A Painter’s Secrets
The Barnes Foundation
October 19, 2025–February 22, 2026
Philadelphia, PA
Henri Rousseau, an artist known for his dreamlike jungle scenes and uncanny portraits of identical mustachioed men, has long fascinated art historians. Yet his life and work remain, at heart, enigmatic. Henri Rousseau: A Painter’s Secrets, now on view at the Barnes Foundation (and traveling to the Musée de l’Orangerie in Paris next year), resists the impulse to decode him. Instead, through an incredible curatorial feat bringing together nearly sixty major works, the exhibition revels in his strangeness, the peculiar poetics that make Rousseau’s art as confounding as it is delightful. It’s a show that chronicles the absurdities for both pleasure and reflection and embraces the fun of not knowing. And, it’s a show that is only fitting to be shown at these two institutions, which together hold the most significant collections of his work in the world.

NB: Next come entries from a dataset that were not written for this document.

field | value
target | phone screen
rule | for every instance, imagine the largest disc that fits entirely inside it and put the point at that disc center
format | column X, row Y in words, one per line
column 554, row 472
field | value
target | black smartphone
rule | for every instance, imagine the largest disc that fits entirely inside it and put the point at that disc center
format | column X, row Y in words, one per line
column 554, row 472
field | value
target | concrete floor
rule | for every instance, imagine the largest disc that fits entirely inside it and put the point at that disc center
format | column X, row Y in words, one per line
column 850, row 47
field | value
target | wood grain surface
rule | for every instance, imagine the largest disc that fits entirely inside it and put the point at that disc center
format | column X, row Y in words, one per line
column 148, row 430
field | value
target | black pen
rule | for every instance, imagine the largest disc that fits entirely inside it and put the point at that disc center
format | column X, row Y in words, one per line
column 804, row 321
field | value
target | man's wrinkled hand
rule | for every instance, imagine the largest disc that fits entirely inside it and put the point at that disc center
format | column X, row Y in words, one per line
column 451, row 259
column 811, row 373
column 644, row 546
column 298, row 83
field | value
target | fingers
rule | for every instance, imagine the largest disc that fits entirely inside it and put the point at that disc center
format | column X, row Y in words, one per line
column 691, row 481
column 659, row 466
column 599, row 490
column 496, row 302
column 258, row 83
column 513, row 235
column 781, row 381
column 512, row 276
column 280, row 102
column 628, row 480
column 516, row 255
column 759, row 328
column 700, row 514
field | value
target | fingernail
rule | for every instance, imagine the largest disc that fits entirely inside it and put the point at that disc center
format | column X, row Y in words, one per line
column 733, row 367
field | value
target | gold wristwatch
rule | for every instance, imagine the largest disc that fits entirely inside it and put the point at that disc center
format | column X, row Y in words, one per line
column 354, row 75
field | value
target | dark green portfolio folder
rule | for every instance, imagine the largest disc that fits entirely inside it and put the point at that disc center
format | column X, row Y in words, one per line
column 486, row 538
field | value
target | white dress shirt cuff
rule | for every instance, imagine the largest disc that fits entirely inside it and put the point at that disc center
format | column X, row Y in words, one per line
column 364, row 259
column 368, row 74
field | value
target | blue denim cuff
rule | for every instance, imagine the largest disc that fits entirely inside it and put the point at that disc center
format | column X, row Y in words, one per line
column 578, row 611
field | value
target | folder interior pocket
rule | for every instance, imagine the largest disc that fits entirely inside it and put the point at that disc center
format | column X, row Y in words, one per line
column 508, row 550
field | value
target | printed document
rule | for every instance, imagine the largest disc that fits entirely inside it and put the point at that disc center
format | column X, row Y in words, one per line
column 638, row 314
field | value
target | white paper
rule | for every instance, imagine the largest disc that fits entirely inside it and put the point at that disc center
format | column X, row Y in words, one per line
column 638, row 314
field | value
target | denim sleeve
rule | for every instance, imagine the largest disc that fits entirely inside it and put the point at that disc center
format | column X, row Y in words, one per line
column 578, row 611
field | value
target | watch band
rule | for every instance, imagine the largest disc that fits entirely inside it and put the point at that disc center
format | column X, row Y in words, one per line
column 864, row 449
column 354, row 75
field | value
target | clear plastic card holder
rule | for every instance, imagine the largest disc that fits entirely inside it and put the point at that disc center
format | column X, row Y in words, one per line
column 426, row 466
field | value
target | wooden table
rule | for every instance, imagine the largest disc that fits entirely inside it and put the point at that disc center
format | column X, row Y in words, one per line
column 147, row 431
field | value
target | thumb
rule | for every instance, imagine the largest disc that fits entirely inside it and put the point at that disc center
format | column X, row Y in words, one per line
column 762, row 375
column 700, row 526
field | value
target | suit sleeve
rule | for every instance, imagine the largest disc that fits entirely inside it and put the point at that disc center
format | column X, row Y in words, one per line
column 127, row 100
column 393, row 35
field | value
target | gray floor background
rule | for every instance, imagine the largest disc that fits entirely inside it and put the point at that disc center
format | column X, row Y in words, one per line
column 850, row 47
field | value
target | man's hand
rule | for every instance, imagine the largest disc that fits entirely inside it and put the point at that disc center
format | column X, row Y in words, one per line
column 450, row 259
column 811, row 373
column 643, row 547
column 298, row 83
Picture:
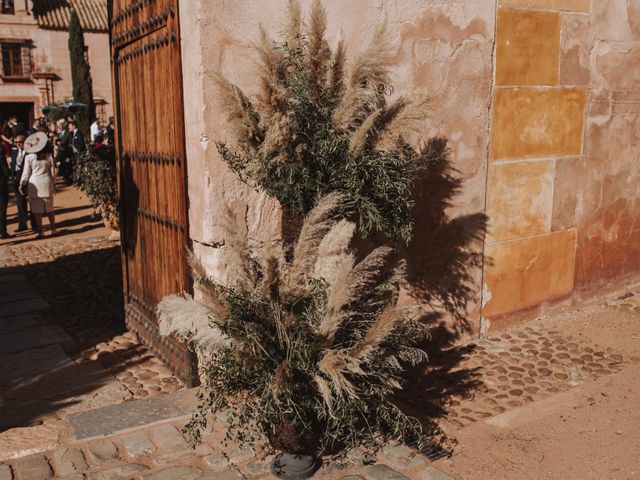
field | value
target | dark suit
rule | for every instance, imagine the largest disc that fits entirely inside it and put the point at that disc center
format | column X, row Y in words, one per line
column 21, row 200
column 4, row 195
column 78, row 142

Perhaps the most persistent misconception about Rousseau is that his celebrated jungle scenes—teeming with monkeys, tigers, and lush tropical foliage—were inspired by firsthand experience. In fact, Rousseau never left France. His visions of the exotic were assembled from sources close to home: the botanical displays at the Jardin des Plantes, illustrated books, and taxidermy. Unlike contemporaries such as Paul Gauguin, who traveled abroad and exoticized the cultures he encountered, Rousseau’s imagined jungles are less colonial fantasy than childlike invention—celebrations of the imaginative rather than appropriations of the foreign. Amazingly, Rousseau did little to correct the myths surrounding his supposed travels, allowing the fiction and mysticism to add to his persona.
His lack of travel, paired with his self-taught status, accounts for the distinctly flat, awkward style of painting for which Rousseau is known. This is made clear at the start of the exhibition with bizarre scenes of marriage and displaced women who find themself in faraway landscapes. In one early work from 1899, Rousseau commemorates his second marriage to Joséphine Noury by portraying himself and his betrothed in a lush pastoral landscape. Floating in the clouds above, however, are the heads of Rousseau’s first wife and Noury’s late spouse, honoring the new union. At the time, spirit photography—in which photographers attempted to capture images of ghosts—was in vogue. In other works on view in the first gallery, well-dressed women in petticoats and gloves are seemingly plucked from the cafes and streets of Paris and inserted in lush forests or spooky, desolate landscapes. In Carnival Evening (1886), the first painting he exhibited at the Salon des Indépendants, Rousseau depicts a couple dressed up in carnival attire, a Pierrot and a Venetian ball gown, set in an eerie evening in the woods, the trees spindly with wire-thin branches. These scenes of clandestine encounters in the forest reflect the influence of popular romance novels of the time, in which the allure of mystery and unresolved narratives captivated readers and viewers alike.